The history of successful startups is full of pivots: Twitter started out as a podcast directory; Pinterest was initially a shopping app called Tote. Some successful startups have pivoted multiple times, in some cases to completely new product categories. So if your portfolio company is simply not finding paying customers for its current product in its current market, perhaps they need to pivot. You can be helpful by encouraging that exploration and acting as a sounding board for new ideas.

Pivots work best when there is significant runway (more than three months!) left in the company and the team can apply some aspects of its team and technology directly to the new market. It takes time to evaluate the new market and get a detailed enough understanding of the new customer set to be able to build new features with confidence. It also takes time to build those features, update the website and all the marketing, start prospecting for sales, et cetera. The more the team can leverage their existing assets, the more likely they are to succeed. The more the team stays within its domain expertise, per the example above, the more likely it can save time in customer discovery and have some existing relationships that it can leverage for early sales.

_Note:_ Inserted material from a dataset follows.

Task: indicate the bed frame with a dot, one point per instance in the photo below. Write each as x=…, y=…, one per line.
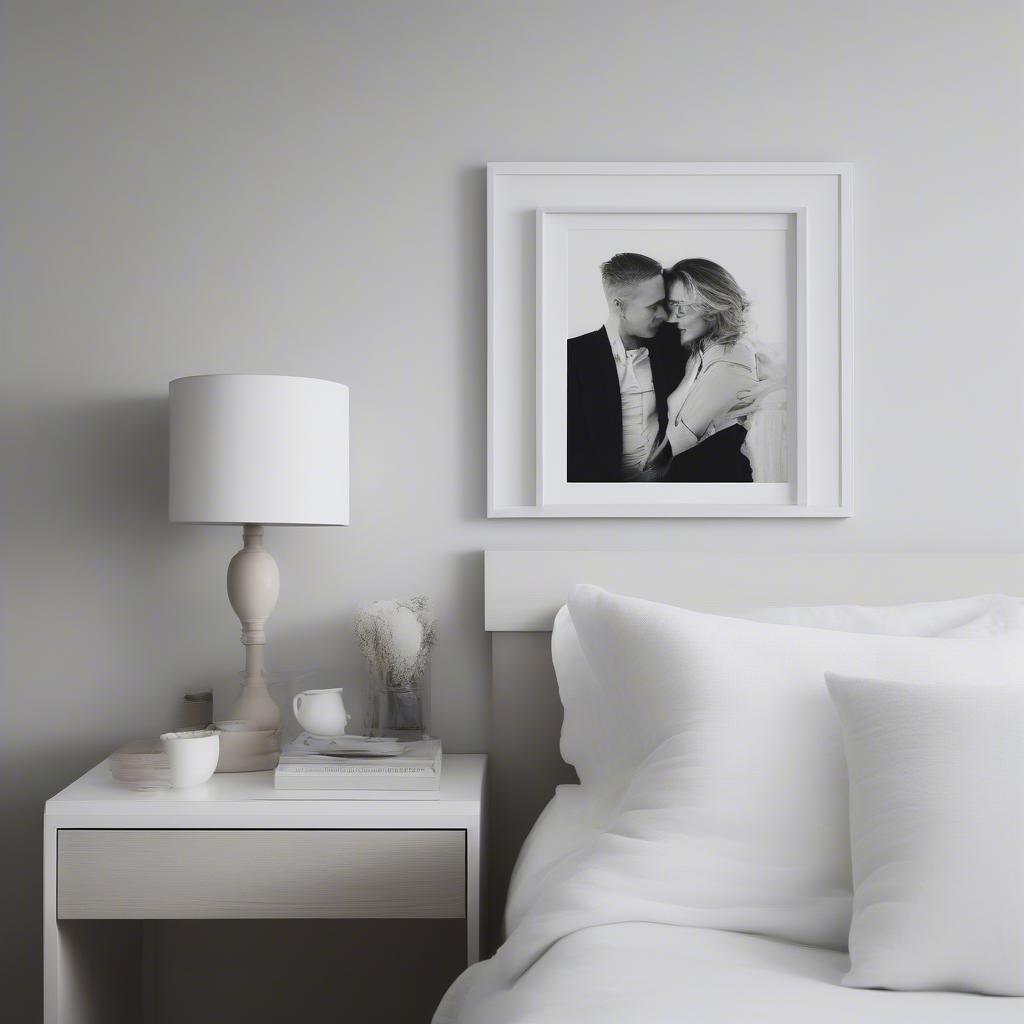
x=524, y=589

important Pivots are not to be taken lightly—it is akin to hitting the restart button. Suddenly, the company has no product, and it has no customers for the new product they don’t yet have. There are times, however, when the new idea is so compelling and it comes directly out of the company’s experience with its existing business that the entrepreneurs can convince existing investors to provide some additional interim financing to get the company to a significant milestone on the new business. Then it will be in a position to raise an external round with new investors.